Sabet points out that the figures are only conservative estimates for the costs to local governments and don’t include education campaigns, mental health, addiction treatment and other social services costs. New York State already has the highest combined tax burden in the nation.
“Industry pot shops on our Main Streets won’t mean big money for the state. The only ones profiting off this addiction-for-profit industry are its wealthy, white investors from Wall Street, Big Tobacco and the alcohol industry. Everyone else will be left to pay for the consequences,” Dr. Sabet continued.
“Those who are supporting marijuana legalization as a money-maker for New York are chasing a pipe-dream,” said Peter Kehoe, Executive Director of the New York State Sheriffs’ Association. “Experiences in other states show that revenues do not meet expectations, and expenses always exceed projections. The increased costs to law enforcement in New York will nearly wipe out any revenue gains. Add to that all the other, mostly local, costs associated with addiction services, mental health programs, medical treatment and social service programs, and all gains go up in smoke.”

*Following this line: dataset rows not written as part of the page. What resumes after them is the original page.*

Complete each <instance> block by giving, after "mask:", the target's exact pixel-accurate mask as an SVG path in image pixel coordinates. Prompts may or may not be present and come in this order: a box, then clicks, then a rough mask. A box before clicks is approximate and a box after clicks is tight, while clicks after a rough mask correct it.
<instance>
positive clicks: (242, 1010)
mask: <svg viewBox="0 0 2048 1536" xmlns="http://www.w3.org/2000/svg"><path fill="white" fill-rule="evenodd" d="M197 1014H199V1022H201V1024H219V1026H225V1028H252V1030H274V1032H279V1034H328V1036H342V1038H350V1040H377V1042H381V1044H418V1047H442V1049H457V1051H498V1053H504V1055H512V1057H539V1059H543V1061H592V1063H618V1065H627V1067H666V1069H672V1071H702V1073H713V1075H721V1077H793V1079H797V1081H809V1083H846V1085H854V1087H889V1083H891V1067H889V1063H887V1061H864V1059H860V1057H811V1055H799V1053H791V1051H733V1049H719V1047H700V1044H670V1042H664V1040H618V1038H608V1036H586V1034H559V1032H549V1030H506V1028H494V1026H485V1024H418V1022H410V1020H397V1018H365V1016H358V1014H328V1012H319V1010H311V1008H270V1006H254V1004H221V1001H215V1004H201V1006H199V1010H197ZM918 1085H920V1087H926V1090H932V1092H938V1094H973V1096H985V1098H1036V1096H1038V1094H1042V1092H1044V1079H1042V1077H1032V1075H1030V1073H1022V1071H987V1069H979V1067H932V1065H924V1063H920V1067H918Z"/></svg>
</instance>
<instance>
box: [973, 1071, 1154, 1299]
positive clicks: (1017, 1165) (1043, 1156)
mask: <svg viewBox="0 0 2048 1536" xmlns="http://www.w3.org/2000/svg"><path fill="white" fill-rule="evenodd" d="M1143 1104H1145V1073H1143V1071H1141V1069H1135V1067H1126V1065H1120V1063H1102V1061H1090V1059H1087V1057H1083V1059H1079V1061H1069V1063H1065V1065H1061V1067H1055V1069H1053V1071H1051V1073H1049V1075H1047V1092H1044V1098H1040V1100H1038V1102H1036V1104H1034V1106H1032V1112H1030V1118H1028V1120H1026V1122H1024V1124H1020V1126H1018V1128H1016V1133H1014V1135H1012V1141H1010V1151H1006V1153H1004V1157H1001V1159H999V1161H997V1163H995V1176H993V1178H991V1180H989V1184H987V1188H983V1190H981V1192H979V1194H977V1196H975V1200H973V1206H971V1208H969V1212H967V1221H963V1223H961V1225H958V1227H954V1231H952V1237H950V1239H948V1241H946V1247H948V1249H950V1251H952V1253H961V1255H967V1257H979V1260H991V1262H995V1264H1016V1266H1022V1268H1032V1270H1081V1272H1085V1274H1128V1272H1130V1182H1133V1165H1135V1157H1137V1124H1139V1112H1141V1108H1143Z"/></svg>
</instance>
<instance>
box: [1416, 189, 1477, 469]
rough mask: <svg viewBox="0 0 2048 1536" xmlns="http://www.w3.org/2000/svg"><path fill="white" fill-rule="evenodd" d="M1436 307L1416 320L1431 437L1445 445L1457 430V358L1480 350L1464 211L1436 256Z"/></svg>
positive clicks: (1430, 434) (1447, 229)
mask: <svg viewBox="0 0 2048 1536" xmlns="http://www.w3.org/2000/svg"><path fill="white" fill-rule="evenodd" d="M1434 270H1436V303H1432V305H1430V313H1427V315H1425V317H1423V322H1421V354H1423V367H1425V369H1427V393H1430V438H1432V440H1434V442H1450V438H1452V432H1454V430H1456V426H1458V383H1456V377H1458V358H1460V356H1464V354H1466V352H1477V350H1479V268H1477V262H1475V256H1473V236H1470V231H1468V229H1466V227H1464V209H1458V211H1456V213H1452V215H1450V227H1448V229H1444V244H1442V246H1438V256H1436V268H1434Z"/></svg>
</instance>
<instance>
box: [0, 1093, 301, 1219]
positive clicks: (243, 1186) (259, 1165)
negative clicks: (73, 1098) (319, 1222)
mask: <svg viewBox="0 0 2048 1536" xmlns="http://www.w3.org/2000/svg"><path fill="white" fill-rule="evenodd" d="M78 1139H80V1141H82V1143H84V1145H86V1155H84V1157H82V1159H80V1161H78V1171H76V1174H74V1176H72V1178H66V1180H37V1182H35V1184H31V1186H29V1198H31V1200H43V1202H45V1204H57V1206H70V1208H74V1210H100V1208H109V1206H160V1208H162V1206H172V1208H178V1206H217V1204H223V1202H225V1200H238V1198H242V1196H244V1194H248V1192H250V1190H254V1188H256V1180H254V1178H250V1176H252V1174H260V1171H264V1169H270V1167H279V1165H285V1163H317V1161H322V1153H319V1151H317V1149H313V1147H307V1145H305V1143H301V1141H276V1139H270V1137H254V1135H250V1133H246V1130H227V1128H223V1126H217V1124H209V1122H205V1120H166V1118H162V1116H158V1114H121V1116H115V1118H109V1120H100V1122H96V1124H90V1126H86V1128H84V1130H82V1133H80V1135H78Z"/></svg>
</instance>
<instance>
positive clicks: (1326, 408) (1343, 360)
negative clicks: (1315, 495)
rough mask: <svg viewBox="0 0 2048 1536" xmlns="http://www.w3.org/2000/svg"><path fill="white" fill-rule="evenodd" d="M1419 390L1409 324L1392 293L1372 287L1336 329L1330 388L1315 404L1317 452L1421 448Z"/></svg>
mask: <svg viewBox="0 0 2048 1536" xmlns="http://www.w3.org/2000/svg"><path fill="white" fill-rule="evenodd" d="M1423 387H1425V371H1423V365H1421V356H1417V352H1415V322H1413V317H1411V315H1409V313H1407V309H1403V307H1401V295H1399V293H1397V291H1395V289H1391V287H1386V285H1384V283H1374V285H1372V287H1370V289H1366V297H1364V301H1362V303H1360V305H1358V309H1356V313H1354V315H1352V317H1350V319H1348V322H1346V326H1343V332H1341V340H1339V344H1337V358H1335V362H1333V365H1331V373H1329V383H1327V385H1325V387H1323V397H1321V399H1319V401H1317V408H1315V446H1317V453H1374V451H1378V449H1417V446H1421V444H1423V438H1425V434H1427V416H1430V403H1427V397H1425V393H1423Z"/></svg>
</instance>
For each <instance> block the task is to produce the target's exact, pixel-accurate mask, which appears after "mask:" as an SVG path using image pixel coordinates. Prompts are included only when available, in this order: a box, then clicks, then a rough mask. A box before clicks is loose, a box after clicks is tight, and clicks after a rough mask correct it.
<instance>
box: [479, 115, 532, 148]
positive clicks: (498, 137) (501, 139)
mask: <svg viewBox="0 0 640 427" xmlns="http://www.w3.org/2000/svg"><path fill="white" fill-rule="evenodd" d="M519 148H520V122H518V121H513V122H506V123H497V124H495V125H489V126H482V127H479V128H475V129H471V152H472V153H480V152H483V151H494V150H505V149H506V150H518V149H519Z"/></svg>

The report was researched and written by a former Tax Foundation Senior Economist, and head of State Budget Solutions, a national fiscal policy think tank.
One significant cost driver centers around the training for specialized police officers, commonly known as Advanced Roadside Impaired Driving Enforcement (ARIDE) and Drug Recognition Expert (DRE), who have received training to be able to determine impairment caused by drugs. The study estimates the costs of training hundreds of new ARIDEs and DREs likely to range between $6.3 million and $14.9 million, not including the cost of necessary additional instructors that could add between $14.8 million to $42 million.
New equipment and K9 teams will also be required at significant expense. As the report notes, there is one experimental breathalyzer in the works that is close to commercialization, the Hound Marijuana Breathalyzer (HMB), which would be a dual-purpose device to detect alcohol and marijuana. While predicting how many HMBs may eventually be purchased is difficult, the study places a low bar of the acquisition and cartridges for one device per every ARIDE and DRE statewide at the augmented levels. The resulting costs would be $17.8 million to $19.9 million in initial cost and between $28.3 million and $74.2 million depending upon the rate of cartridges used annually.
Among the biggest cost drivers impacted by legalization relates to the state’s K-9 officers. Because new dogs that are not sensitive to marijuana would be needed, there would remain a need for previously trained dogs still sensitive to marijuana to patrol for black market weed or amounts over and above legal possession. The report estimates that ensuring proper coverage for all of New York’s 514 policing agencies could cost up to $84 million, with annual expenses north of $75 million.
Additionally, the report examined fiscal impact surrounding an increase in car crashes as a result of a greater number of impaired drivers being on the road. Basing calculations upon the increased demands on emergency services in Colorado, New York is likely to see an additional $44 million in spending on EMS, fire, and police from 2018- 2028.
Lastly, the report examined the societal costs related to hospitalizations. According to the report, data from 2014 found car crash injuries cost $499.3 million in hospitalization charges (of which $44.3 million was charged to publicly funded programs such as Medicaid and Medicare) and $308.8 million in emergency department visits. With the anticipated increase in marijuana-related crashes, hospitalization charges would increase by $388 million ($34.5 million in publicly funded costs) and $253 million in emergency department visits.